Do a basic install of ImageMagick (I'll call it IM now). Double check the system path variable to ensure you can IM from anywhere. It should point to the IM directory. Test the installation with this line in cmd
: convert test.gif test.jpg
(assuming you have test.gif
). Works OK.
Test a PDF convert (convert test.pdf test.jpg
). You should get a (long) message about "gswin32c.exe" and "Postscript delegate failed" and "missing an image filename". That means IM can't find a PDF 'translator'. You need Ghostscript.
Install Ghostscript (I'll call it GS now). I had to do it twice for some reason before it took. Add the 'bin' address in the GS folder to the system variable. Test the installation with gswin32 test.pdf
and you should see your file pop up in the GS viewer. Important note: gs doesn't work in Windows ('gs' is not recognized as an internal or external command, operable program, or batch file.
).
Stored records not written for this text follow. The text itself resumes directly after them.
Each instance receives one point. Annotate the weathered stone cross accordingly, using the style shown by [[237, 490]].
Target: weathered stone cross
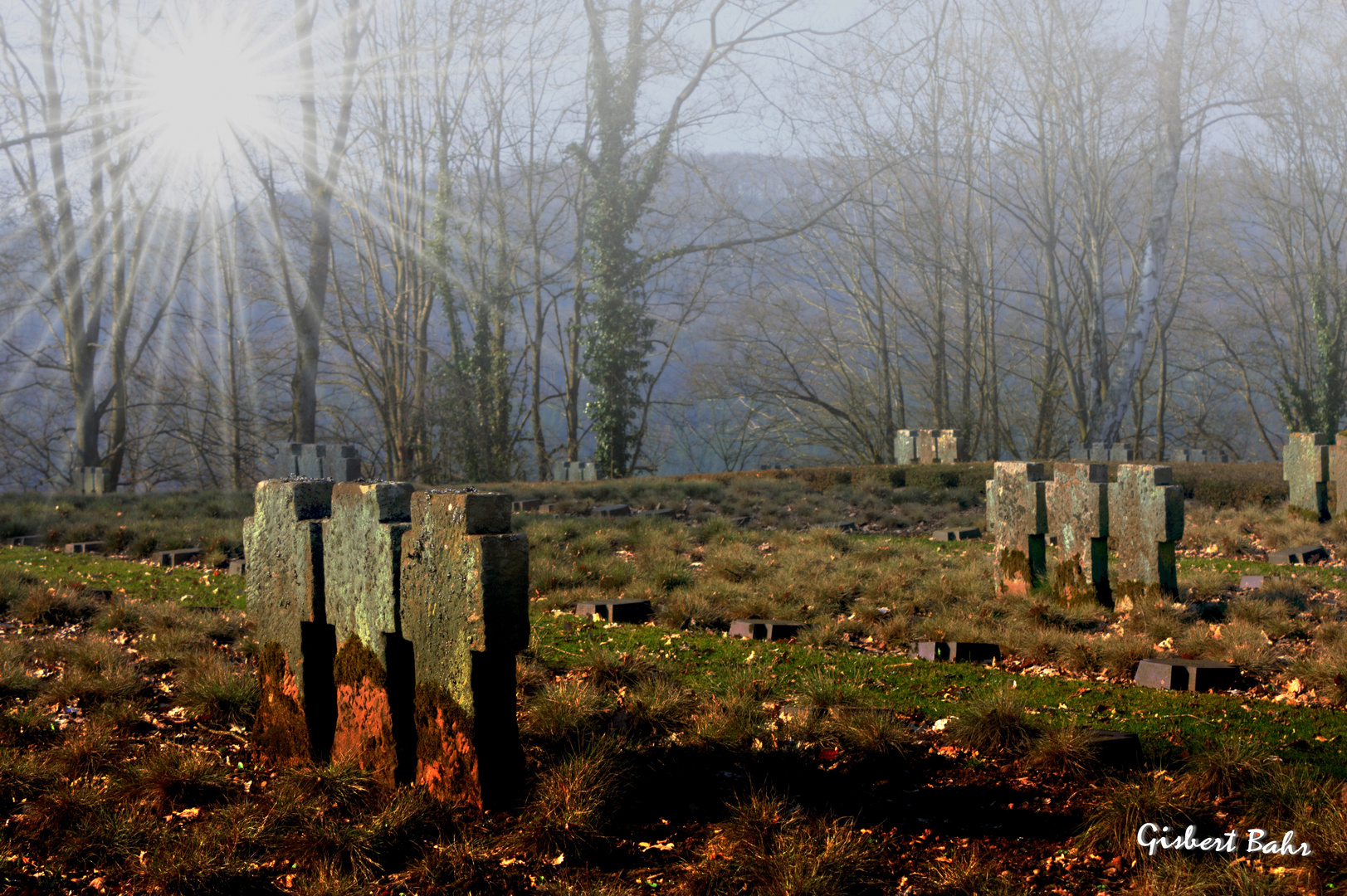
[[1018, 515], [1078, 515], [1145, 520]]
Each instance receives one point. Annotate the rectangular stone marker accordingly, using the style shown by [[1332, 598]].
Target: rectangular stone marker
[[929, 446], [283, 541], [95, 480], [765, 630], [178, 557], [1078, 515], [575, 472], [363, 562], [957, 535], [957, 651], [624, 609], [1299, 554], [1145, 520], [949, 450], [905, 446], [1304, 466], [465, 612], [1187, 675], [317, 461], [1018, 516]]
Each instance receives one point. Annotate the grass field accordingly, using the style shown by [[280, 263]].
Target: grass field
[[667, 757]]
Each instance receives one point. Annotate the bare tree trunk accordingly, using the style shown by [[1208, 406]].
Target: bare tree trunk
[[1164, 183]]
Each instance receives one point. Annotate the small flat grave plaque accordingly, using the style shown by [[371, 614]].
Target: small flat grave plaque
[[1187, 675], [624, 609], [1118, 749], [1301, 554], [957, 651], [765, 630], [957, 535], [178, 557]]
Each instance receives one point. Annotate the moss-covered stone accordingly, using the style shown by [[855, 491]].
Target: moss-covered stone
[[1018, 516]]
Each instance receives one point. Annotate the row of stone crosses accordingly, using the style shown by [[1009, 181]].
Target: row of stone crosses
[[389, 620], [1141, 512]]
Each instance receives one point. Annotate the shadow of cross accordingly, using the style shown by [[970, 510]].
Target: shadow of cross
[[1306, 466], [1078, 515], [1018, 515], [1145, 520]]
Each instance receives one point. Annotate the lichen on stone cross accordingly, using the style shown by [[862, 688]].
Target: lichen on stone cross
[[283, 542], [949, 449], [363, 544], [1145, 520], [1018, 516], [465, 611], [905, 446], [1078, 515], [1338, 475], [929, 446]]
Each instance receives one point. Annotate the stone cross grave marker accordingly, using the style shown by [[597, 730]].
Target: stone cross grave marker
[[465, 613], [1078, 515], [361, 557], [949, 450], [283, 541], [1304, 465], [929, 446], [1018, 515], [426, 593], [1338, 473], [1145, 520], [905, 446]]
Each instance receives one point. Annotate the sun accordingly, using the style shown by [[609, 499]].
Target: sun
[[203, 90]]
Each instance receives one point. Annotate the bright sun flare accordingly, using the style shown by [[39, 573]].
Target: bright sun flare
[[203, 90]]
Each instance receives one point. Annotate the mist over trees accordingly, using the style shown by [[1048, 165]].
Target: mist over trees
[[476, 237]]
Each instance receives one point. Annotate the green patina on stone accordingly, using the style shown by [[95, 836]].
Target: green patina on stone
[[285, 587], [1078, 514], [1145, 520], [364, 558], [1306, 468], [465, 609], [1018, 516]]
You need to use gswin32.
Back to the IM test: convert test.pdf test.jpg
should work now.
Now over to PHP - write up this script:
$out = shell_exec("convert blah.pdf blah2.jpg 2>&1");
echo $out;
The 2>&1
will move all errors into the standard output so you can better diagnose stuff :). Now, your PHP script may run in the cmd prompt, but nothing happens when you run it in a browser. Smack your forehead and restart Apache.
pant Exhaustive and probably elementary, I know. But a hopefully helpful summary of approximately 20 pages of semi-helpful clues.